In Isaiah, the word chamotz or chamutz, appears. It is a hapax legomenon (a word that appears only once in the Torah), but one that may be connected to our Leitwort. It carries a moral tone: either we are to help the oppressed or make right the oppressor. Perhaps these are the same! Regardless, the connection between oppression and chametz recalls the way in which suffering and cruelty are both enabled by a chametzdik mindset and a chametzdik society. We can’t undo these structures, except in the messianic sense (which is why the seder points to a World To Come), but we can transform them through practices of attention, love, and reframing.
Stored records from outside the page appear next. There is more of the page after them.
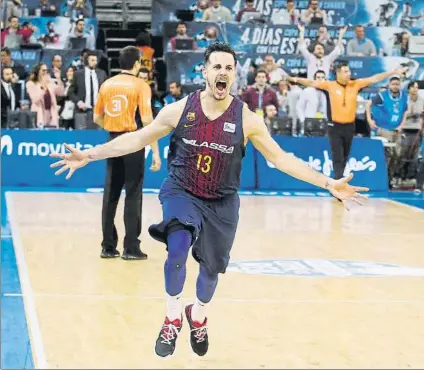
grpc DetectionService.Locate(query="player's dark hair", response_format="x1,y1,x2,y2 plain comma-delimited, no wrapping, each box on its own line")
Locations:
335,61,349,72
314,69,327,80
119,46,140,71
205,42,237,66
135,32,152,46
314,42,325,51
1,46,12,56
1,67,13,81
406,81,418,91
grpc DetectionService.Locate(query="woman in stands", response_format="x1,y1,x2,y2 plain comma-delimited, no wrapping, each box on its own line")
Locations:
26,63,64,127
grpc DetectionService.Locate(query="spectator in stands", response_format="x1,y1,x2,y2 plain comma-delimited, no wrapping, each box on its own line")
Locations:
138,68,163,117
39,0,56,13
260,54,287,85
68,0,93,20
3,0,22,19
68,52,107,114
26,63,64,127
1,16,34,49
366,76,408,137
1,48,28,83
50,54,63,81
242,69,278,116
202,0,232,22
300,0,327,25
72,48,90,71
168,22,197,51
60,67,75,130
163,81,185,105
347,24,377,57
135,32,155,71
271,0,300,25
287,80,303,136
236,0,256,22
298,24,347,80
277,80,289,117
366,76,408,180
1,67,21,128
230,61,247,96
264,104,278,132
296,71,327,125
308,26,336,55
401,81,424,180
66,19,96,50
399,1,424,29
392,32,409,58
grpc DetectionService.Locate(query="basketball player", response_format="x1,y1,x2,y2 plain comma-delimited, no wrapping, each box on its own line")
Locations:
52,43,368,357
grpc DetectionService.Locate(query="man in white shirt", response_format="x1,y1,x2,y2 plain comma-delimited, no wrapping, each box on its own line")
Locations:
298,24,347,80
202,0,232,22
296,71,327,125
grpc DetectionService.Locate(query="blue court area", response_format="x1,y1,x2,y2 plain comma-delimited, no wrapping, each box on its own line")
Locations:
1,191,34,369
1,188,424,369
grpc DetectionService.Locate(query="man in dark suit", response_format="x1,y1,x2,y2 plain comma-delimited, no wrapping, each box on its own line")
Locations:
1,48,28,82
68,52,107,113
1,67,21,128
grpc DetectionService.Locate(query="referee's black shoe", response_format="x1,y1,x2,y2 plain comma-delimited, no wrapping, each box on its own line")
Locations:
121,250,147,261
100,248,120,258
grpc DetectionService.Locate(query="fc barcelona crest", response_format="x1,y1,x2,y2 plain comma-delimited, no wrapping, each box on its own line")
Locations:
186,112,196,122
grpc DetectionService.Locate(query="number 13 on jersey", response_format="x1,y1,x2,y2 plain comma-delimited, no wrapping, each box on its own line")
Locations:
197,154,212,173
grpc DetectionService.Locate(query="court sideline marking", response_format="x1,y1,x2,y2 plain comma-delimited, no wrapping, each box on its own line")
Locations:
5,192,48,369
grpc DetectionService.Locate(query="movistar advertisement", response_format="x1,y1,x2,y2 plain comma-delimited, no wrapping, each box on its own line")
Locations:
1,130,388,192
257,136,388,192
1,130,255,189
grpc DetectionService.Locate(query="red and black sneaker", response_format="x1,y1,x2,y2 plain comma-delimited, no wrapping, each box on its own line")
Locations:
155,317,183,357
185,304,209,356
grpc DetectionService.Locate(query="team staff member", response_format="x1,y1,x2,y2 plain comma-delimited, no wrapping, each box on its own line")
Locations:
94,46,161,260
287,62,408,179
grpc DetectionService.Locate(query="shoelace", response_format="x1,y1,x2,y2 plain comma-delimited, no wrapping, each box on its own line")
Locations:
192,325,207,343
160,324,178,344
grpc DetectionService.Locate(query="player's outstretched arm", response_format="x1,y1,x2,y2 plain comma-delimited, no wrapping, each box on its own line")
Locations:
243,107,368,209
50,99,186,179
362,67,408,86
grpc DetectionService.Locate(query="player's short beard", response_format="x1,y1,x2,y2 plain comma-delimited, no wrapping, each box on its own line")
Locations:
206,78,225,100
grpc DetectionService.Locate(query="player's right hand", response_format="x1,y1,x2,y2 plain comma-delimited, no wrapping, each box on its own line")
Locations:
150,154,162,172
50,144,90,180
368,119,378,130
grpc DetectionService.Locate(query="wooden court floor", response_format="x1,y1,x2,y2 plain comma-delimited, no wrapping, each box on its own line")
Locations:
7,192,424,369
While Passover offers us a dramatic picture of a collective in flight, this week’s Torah reading, coming right before Pesach, gives us an intimate account of the inner life of that people, one in which an aspect of Egypt, a residue of chametz, remains. In a technical sense, the priest must ensure it is gone. But in the phenomenological sense, the priest must hold the chametz of the people who approach him and affirm them, empathize with them, show them a way beyond their concealment. In so doing, the plight is revealed as plight, then vanishes, goes up and smoke, and joins the great mystery.
Shabbat Shalom and Chag Sameach,
Zohar Atkins
“but we can transform them through practices of attention, love, and reframing.” Yes.
To a San Franciscan, the obvious analogy is Burning Man: money is chametz, we live and relate through it by default, and nobody really wants to do otherwise most of the time; but by setting it aside for a week, Burners seek a spiritual elevation and a deeper relation to each other.